Spring Shearing

Spring shearing is bigger than fall shearing.  The goats, all four of them, get sheared twice a year - spring and fall.  I've done this myself for as long as I've owned goats, although I started off poorly.  The first time It took me several hours per goat and I only had the stamina to do one a day.  Even with as few goats as I have, it took me a week or more to get them all sheared.  And they all looked like a four year old had gotten a hold of the scissors.  I'm sure they went back to their shelter and laughed at each other's hair cut.  And probably laughed at me.  But I've gotten better over the years.  I still only do one a day but even the worst of them only takes me an hour now and they actually look pretty good.  And Bernadette, who has wavy hair instead of curly dreadlocks, only takes me about 20 minutes.

The llamas and alpacas are a whole different story.  They are sheared only in the spring so we only have to fight the battle once a year.  Last spring, when they needed to be sheared for the first time in my care, I had never seen it done.  I decided I should hire a really good shearer.  My intention was to learn from an expert and then shear them myself after that.  Enter Sean Price.  He is part owner of Figment Ranch in Cypress, TX and has been shearing llamas for over 17 years.  Sean is wonderful.  He's young and strong and has a great hand with the animals.  His version of "tough love" is delightful to watch.  He expects the animals to stand up and stand still and put up with this once a year procedure without complaining.  He's not rough or abrupt but his expectations are high and amazingly, the animals always seem to rise to the occasion.  He's efficient and calm.  Two things I'm not when it comes to shearing.  And he knows the animals well enough to know when to back off and let them rest and when to push through and get them done.

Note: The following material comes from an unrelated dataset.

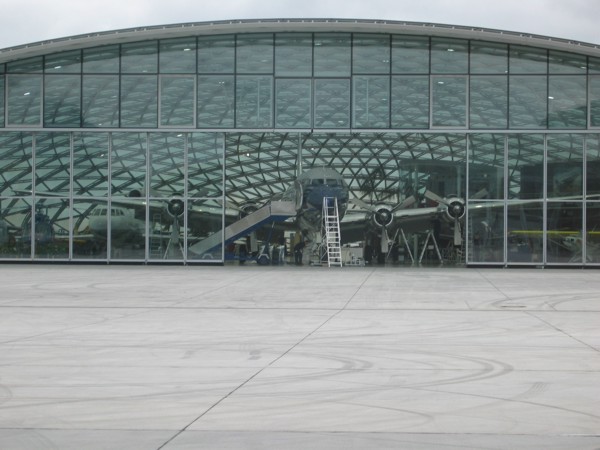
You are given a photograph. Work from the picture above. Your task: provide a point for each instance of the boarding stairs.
(275, 211)
(330, 235)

Notice that Tucker, in the first picture, has very little hair on his head.  It's a llama thing.  Llamas also don't have much hair on their lower legs.  Scamp, on the other hand has a very fluffy head and the fluff on his legs goes all the way to the ground.  This lead to three very funny looking alpacas last year.  It was my first camelid shearing so when Sean said they don't shear the heads or lower legs of llamas, I said that was fine for the alpacas too.  I ended up with fuzzy headed, fuzzy legged bobble head dolls when he was finished with the alpacas.  They were cool and comfortable for the summer heat but they looked pretty funny. 

This year I requested that we shear the alpacas heads and lower legs so I would get more fiber and so they would look like the pictures of sheared alpacas I'd seen.  No problem.

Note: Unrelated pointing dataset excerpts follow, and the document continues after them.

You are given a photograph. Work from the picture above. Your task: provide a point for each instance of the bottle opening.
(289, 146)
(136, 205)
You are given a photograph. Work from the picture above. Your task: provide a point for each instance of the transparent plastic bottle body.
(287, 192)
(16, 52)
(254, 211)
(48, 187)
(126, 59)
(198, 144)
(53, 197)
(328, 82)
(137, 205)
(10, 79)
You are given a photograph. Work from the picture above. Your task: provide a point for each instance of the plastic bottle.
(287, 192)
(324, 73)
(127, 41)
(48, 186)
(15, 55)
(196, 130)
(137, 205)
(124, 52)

Llamas and alpacas really do look odd after their sheared.  Their bodies, neck and legs are long and thin.... really long and really thin.  They have a concentration camp look to them.  You really get used to seeing them fluffy for almost the entire year and it's startling to see them nearly hairless.  Regardless of how they look, you can hear the big sigh of relief when they finally get a chance to take off that fur coat!  As much as I want the wonderful fiber they produce, shearing is more important for their comfort and health, particularly in our hot and humid climate.

So the llama and all the alpacas got sheared.  I have wonderful fleeces to pick through and send off to be processed.  They all got their annual shots and had their toenails trimmed.  Sean charged me a very reasonable price.  And the whole thing took about 2 hours!  I've watched Sean shear my animals twice now and have decided not to try and learn how to do it myself.  He's good and he's fast and he's charming and he's reasonably priced.  What's not to love?